Vancouver council open to increasing slots, games at existing casinos

Vancouver Sun
Vancouver council open to increasing slots, games at existing casinos
Super Slots

Vancouver city council voted this week to allow for applications to increase the number of slot machines and tables at the city’s two casinos, on the condition they be accompanied by an assessment of their social and economic impacts.

The request to amend the city’s 2011 gambling moratorium was made by the B.C. Lottery Corp., which told council the city’s population has increased 22 per cent in the past decade and that the amendment is a first step to allow BCLC to look at ways of expanding its two existing facilities — the Parq casino in Yaletown and Hastings Racecourse in East Vancouver — rather than building more casinos.

Parq is allowed to have 600 slot machines and 75 table games, while Hastings Racecourse can have 600 slot machines, but no table games. City staff said the amendment allows BCLC to submit a rezoning or development permit application for construction that includes gambling expansion. It was not clear from the meeting how many more slots or tables BCLC is seeking for the two venues.

Critics said the meeting about the staff recommendation to amend the 13-year-old moratorium seemed rushed.

“People don’t really know about this,” Sandy Garossino, a former Crown prosecutor and community advocate, said before the meeting.

In 2011, public hearings involving thousands of people and months of study led to council adopting a moratorium on any applications for expanding gaming venues in the city until BCLC conducted a comprehensive consultation on any expansion and implemented industry best practices for preventing and treating problem gambling, as well as protecting against money laundering, fraud and organized crime.

“That’s all it has to do to bring on an application, so it’s not exactly clear why the city isn’t asking for that,” said Garossino, who spoke to council ahead of the vote. “Why are they trying to get out of these very reasonable conditions?”

Council voted 5-to-3 in favour of amending the moratorium and allowing applications for gambling expansion to be received as long as they “include an assessment of the health, social, and economic impacts of the proposals.”

Councillors Adriane Carr, Pete Fry and Christine Boyle opposed the move, saying that before any applications are received there needs to be more public engagement and consideration of impacts.

Speaking to council, Garossino described the public support that came together and set the moratorium in 2011.

“They came from across the political spectrum, including dozens of churches, and especially Chinese churches that felt that their populations were being targeted.
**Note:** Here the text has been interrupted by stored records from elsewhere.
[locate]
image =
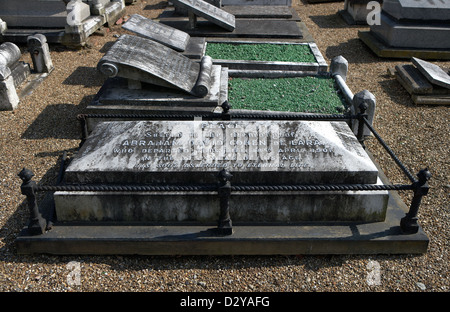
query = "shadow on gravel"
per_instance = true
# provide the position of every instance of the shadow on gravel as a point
(19, 219)
(85, 76)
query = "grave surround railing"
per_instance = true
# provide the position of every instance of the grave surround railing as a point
(409, 223)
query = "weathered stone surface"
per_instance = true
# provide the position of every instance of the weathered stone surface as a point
(146, 60)
(209, 12)
(414, 35)
(258, 11)
(189, 152)
(269, 206)
(424, 10)
(169, 36)
(193, 152)
(245, 28)
(432, 72)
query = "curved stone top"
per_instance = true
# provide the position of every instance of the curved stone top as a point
(169, 36)
(9, 54)
(273, 152)
(429, 10)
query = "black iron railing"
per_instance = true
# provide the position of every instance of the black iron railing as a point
(224, 187)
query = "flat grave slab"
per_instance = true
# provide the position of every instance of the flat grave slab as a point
(161, 33)
(194, 152)
(422, 10)
(434, 73)
(208, 11)
(382, 49)
(257, 11)
(422, 91)
(244, 11)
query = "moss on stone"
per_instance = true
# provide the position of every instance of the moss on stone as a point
(303, 94)
(261, 52)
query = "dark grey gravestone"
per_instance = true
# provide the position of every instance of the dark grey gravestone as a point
(169, 36)
(432, 72)
(425, 10)
(187, 152)
(148, 61)
(208, 11)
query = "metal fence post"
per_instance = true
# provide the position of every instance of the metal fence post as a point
(224, 224)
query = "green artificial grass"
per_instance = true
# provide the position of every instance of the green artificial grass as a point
(261, 52)
(302, 94)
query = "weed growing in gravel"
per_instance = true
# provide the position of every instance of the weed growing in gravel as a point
(303, 94)
(261, 52)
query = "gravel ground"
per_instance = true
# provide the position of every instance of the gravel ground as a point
(36, 134)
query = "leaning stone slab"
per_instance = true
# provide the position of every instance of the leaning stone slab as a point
(209, 12)
(148, 61)
(187, 152)
(169, 36)
(432, 72)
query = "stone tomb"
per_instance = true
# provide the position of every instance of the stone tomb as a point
(411, 28)
(169, 36)
(61, 21)
(193, 152)
(146, 76)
Business leaders, economists, organized crime and public health experts. Milton Wong. Bing Thom. Patrick Reid. There were thousands of people who joined the opposition the first time,” said Garossino.
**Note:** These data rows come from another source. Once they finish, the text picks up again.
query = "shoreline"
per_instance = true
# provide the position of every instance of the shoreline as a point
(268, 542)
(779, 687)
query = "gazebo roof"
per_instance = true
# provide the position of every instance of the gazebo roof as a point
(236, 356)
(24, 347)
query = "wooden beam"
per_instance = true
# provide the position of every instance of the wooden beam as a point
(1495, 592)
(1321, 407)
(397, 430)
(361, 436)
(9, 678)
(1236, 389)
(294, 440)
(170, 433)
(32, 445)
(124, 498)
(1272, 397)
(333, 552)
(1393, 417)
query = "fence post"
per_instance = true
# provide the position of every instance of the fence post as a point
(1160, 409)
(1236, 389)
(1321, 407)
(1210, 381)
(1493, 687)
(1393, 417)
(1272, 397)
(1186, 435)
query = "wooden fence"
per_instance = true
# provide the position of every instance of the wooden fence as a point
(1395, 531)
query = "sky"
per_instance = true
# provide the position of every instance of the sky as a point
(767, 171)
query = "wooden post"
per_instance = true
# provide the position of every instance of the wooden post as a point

Carr recalled public hearings that lasted eight days and nights in 2011.

Council heard from staff that the city receives 10 per cent of total gambling revenue, so the amount fluctuates. Prior to the pandemic, in 2017-18 and 2018-19, it was over $10 million. Parq accounted for 88 per cent of the city’s gambling revenue in 2022-23.

The city staff report said that BCLC estimates that expanding the number of slot machines would bring an additional $2.5 million to $5 million a year into city coffers, but BCLC did not give details on the scale of any expansion in terms of the numbers of slots and tables.

Garossino pointed out that Parq is performing poorly compared to its industry peers, such as the casinos in Langley, Burnaby and Richmond that have mostly recovered from the pandemic.

She said the lottery corporation should commission an independent expert assessment of Parq’s performance with verified projections.

Speaking to council, she said: “The question you in the public need to know is whether this application is due to any sales negotiations or a (letter of intent) that has been entered into because there’s a vagueness here that’s not making any sense.”

Parq had some significant financial woes leading to owners missing payments and seeking a new equity partner, Westmont Hospitality Group, in 2019 in order to refinance massive initial loans that were over $500 million.

Urban planner Andy Yan joined Garossino in questioning the rush to amend the moratorium.

“So, is this a double-down on a failing business?”